RESTORING A MORGAN - page five
by Lorne Goldman

10. The new silencers and the rest of the exhaust must be fit. This is a straight forward job but it must be done well to avoid unnecessary strain on the fittings. As well, the original methods can always be improved upon..after great thought. Kevin uses his own brackets..they're better. Stainless fittings throughout.

We addressed two issues. Morgan frames are angled slightly towards the rear. As the pipes are straight, they end up at a mild angle at their arrival at the rear and this looks splayed with the exhaust angle outboard on each side. This was cured by cutting the pipes at the middle of the rear wheels, angling them to match the frames, and then re-welding grinding and sanding them.

The second issue was the rear hanger fitting. This stock system allows considerable flexibility at the rear, but leaves the pipes askew often and touching the rear wheels. The rubber must be change often. The trick is to find a simple method that allows a bit of movement, but keeps the pipes close to the frame side without touching it. This is accomplished by the use of a small flange attached near the end of the pipe which is used to hold the pipe to the frame with an intervening rubber bobbin, the items used to held exhaust and radiators.

After the fitting and mods, the pipes and silencers are sent to the polishers for a mirror shine. When finally fitted, they will be finished off with polished stainless exhaust tips and proper exhaust clamps.  N.B. There will be NO rear resonators. They serve no useful purpose beyond taming your thunder. (smile) 

The exhaust clamps shown to the left are common in the USA. The prevent the damage standard clamps cause (warping) and prevent the sniffling leaks common to other clamps. They are also pretty  and inexpensive.

As these last images hint at, the sagas with the chassis and other components have being progressing simultaneously and many parts are finished!! I have missed showing hundreds of small but necessary tasks already but it is time to move on to Stage 3.  

11. The doors are found to be wanting. Poor original sealing has allowed water entry and finally corrosion has created holes. There are a number of solutions, many of the simple, but the very best solution is the most difficult..to re-skin the doors. However, one of the advantages of dealing with a knowledgeable expert is that you can benefit from the fact there is NO learning curve and the "difficult" has long away become familiar and easy for him. 

 

12. The new wings are fit. This is a long nerve-racking task for most....wrapped in long legends of magic hands and mysterious MMC mantras...but not so at Tudor. The job is done quickly. There are some interesting watchpoints however...often overlooked by others.
 

i. The shape of the Superform wings do not marry with the original (mild steel) cowls of the age. Today's cowls (now in alloy) have a mildly different curvature to better fit with the mildly different shape of the Superforms. To be perfect, the old cowl should be cut and reshaped. This is done.

ii. At the rear of the front wings, where they meet the rear wings, a space is formed between the two at the Factory as the front wings are cut straight where the rear wings are curving back.
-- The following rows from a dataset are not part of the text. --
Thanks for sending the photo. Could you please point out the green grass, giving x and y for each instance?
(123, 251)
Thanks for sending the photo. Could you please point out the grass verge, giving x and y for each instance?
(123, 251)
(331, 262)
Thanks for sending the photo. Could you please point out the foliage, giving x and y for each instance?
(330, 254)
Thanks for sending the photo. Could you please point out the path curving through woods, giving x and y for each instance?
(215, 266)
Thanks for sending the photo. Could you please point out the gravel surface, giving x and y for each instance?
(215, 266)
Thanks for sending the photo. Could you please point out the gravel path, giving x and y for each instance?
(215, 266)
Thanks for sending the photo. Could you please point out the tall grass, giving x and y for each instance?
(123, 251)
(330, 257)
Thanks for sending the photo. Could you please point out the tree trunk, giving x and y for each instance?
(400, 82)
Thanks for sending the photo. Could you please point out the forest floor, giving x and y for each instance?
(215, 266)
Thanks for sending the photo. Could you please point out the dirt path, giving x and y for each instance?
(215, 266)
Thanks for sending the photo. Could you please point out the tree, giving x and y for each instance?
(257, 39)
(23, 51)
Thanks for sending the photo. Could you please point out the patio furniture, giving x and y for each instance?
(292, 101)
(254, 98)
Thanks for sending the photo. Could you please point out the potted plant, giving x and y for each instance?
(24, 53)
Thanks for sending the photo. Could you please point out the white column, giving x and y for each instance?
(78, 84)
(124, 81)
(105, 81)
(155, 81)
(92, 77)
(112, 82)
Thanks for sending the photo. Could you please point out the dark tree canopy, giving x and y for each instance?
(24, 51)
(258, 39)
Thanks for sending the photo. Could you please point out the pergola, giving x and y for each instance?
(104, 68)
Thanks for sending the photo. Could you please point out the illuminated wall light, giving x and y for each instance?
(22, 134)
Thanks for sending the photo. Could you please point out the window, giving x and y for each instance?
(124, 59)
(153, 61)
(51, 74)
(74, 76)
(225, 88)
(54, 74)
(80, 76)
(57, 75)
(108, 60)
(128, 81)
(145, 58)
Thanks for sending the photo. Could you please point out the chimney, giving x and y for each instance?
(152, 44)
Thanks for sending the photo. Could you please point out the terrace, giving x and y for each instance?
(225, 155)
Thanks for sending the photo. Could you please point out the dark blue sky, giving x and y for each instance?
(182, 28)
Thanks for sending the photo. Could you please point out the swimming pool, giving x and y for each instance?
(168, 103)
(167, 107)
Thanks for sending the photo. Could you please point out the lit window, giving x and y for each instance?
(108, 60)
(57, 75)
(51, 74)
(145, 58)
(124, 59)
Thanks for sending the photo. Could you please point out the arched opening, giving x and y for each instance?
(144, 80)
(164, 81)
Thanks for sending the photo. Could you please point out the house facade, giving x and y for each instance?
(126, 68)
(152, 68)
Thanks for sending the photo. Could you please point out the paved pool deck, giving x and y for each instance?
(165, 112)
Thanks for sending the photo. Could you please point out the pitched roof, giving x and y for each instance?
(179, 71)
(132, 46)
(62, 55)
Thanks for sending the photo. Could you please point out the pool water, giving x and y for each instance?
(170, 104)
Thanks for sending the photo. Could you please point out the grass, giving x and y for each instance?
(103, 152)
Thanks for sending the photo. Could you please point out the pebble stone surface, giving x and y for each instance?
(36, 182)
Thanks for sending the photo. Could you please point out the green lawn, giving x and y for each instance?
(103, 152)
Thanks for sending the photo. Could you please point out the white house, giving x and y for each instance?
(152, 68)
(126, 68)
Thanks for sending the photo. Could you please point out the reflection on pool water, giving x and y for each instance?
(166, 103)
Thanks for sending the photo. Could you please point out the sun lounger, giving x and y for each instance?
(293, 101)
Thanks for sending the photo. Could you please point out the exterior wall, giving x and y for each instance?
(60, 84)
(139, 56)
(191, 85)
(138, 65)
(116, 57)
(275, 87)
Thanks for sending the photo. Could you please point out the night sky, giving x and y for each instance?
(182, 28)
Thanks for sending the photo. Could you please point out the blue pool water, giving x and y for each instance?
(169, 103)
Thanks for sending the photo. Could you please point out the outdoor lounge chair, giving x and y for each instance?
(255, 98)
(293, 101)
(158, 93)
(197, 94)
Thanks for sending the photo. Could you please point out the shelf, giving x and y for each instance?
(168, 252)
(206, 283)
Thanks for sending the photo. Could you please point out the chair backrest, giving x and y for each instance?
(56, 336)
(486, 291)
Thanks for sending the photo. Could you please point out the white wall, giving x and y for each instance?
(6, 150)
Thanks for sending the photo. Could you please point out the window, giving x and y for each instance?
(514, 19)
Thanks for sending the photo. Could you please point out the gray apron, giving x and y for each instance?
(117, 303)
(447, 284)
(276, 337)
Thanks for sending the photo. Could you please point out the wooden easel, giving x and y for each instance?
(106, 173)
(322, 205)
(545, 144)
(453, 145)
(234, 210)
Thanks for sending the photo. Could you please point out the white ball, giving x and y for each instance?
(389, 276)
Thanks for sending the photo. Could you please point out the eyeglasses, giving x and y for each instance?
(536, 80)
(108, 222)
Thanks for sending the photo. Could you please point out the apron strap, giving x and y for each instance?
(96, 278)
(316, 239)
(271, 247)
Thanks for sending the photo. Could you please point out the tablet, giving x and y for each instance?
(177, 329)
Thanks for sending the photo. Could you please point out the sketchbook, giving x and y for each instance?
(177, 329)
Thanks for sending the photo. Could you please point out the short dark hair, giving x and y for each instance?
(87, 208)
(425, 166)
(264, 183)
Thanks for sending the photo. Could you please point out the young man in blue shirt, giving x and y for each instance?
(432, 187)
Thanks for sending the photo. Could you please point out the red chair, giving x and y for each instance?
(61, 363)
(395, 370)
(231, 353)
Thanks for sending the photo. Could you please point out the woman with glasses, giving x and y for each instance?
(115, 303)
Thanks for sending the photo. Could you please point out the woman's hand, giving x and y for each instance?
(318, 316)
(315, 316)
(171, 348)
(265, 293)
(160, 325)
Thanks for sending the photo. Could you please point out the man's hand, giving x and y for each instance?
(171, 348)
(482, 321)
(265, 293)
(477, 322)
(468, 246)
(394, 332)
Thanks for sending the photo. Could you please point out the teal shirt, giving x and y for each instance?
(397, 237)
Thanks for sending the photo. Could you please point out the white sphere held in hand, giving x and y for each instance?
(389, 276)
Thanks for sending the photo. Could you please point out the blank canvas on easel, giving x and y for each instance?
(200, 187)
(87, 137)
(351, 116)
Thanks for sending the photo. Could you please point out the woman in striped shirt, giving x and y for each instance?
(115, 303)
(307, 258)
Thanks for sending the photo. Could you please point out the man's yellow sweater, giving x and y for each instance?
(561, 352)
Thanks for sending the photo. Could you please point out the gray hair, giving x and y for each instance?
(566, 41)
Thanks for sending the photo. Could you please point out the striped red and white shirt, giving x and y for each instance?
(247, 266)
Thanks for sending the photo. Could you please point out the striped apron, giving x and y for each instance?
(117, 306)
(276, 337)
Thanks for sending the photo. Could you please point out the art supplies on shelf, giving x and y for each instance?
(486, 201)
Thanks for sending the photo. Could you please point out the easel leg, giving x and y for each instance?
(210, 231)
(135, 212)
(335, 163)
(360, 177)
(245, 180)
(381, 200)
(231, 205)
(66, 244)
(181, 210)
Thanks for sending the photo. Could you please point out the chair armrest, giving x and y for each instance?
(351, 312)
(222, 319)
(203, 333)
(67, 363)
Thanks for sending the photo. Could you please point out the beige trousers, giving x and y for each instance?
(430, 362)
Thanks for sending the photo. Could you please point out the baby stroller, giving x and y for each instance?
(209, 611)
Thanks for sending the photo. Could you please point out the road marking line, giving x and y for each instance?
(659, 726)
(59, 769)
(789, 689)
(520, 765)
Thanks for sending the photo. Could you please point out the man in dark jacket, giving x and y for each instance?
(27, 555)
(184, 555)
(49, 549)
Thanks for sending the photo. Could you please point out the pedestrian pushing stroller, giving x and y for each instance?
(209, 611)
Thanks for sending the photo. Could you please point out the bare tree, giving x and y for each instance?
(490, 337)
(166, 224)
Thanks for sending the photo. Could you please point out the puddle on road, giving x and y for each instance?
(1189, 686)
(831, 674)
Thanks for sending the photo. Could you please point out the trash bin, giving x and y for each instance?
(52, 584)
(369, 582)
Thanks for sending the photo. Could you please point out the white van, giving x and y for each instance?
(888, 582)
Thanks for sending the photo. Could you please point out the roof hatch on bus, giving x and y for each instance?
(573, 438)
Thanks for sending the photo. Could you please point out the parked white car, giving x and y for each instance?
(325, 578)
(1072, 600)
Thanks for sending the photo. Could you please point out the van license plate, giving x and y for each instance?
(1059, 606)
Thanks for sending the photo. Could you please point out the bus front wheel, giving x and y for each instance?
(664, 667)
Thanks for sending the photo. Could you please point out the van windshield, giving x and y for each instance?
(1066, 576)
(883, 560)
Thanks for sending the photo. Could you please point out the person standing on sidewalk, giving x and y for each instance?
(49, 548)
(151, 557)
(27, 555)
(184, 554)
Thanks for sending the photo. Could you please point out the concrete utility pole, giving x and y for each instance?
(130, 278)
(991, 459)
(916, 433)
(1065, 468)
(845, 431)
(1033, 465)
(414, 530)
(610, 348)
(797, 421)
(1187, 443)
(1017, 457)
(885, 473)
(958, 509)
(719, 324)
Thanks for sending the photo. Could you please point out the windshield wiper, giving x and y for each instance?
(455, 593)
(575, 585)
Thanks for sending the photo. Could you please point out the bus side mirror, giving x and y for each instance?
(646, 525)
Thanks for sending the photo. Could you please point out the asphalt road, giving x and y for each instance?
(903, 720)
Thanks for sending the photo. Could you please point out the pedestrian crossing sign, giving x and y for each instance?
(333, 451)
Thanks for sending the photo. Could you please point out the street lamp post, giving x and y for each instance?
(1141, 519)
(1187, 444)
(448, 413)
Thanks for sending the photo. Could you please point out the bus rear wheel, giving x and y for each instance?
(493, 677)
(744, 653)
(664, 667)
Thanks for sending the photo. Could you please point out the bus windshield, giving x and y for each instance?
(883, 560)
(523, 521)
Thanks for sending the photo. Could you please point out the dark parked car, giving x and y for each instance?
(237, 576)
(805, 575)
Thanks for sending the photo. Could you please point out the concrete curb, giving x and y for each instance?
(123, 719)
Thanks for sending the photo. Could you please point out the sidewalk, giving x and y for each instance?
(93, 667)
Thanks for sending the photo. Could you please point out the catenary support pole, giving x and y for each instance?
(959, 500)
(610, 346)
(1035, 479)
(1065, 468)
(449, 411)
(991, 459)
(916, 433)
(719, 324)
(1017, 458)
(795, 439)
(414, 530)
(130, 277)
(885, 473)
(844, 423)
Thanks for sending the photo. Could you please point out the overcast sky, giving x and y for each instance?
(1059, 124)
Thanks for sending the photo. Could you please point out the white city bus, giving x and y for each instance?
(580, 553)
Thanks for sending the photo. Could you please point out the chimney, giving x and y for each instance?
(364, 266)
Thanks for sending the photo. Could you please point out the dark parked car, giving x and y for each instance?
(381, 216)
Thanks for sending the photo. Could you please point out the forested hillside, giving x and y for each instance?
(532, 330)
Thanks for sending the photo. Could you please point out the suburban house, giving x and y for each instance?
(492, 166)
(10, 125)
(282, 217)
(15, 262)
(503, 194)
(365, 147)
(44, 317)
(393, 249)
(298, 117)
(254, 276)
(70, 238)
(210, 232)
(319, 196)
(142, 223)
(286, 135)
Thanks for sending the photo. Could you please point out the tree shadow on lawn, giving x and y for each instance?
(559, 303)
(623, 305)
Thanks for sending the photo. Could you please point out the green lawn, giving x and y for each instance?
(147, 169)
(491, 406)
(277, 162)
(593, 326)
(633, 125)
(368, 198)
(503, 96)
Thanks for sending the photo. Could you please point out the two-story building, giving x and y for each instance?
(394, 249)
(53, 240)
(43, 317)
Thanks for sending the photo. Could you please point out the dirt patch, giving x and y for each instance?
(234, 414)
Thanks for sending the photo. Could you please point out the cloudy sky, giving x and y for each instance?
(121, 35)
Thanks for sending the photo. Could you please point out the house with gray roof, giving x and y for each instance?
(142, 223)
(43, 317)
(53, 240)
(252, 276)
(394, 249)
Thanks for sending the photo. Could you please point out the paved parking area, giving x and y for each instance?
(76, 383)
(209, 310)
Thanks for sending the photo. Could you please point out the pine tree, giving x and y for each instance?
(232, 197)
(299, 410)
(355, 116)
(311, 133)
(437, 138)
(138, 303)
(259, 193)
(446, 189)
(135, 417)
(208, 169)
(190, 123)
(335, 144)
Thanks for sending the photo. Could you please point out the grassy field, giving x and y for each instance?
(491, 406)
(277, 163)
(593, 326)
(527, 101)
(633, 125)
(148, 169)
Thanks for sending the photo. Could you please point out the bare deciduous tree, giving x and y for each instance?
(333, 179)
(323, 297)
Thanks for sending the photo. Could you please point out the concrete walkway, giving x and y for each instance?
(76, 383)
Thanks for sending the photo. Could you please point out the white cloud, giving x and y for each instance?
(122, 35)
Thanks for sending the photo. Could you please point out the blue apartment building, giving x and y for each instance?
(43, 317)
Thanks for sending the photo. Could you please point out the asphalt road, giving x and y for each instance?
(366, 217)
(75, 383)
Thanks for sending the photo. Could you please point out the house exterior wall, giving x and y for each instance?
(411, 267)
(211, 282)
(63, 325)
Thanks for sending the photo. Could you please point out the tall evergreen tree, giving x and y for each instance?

As all Morgan owners know, the space created is open to road debris and the paint is quickly ground off. Rather than finishing the wings thusly, we work harder than they and cut a curve to the front wings to match the curvature of the rear wings and close the space. The result is both aesthetically pleasing and effective. The little mod has allowed this Morgan's rear wing paint to remain whole.

iii. I like fog lamps. I also prefer to put them on the wings rather than hanging them on bumpers or badge bars. Normally, the weaker alloy wings require some stiffening to take the lamps without cracking the wings. An advantage of Superforms is their hardness. Coupled with plinths to spread the load, there is no need for an extra stiffening plate.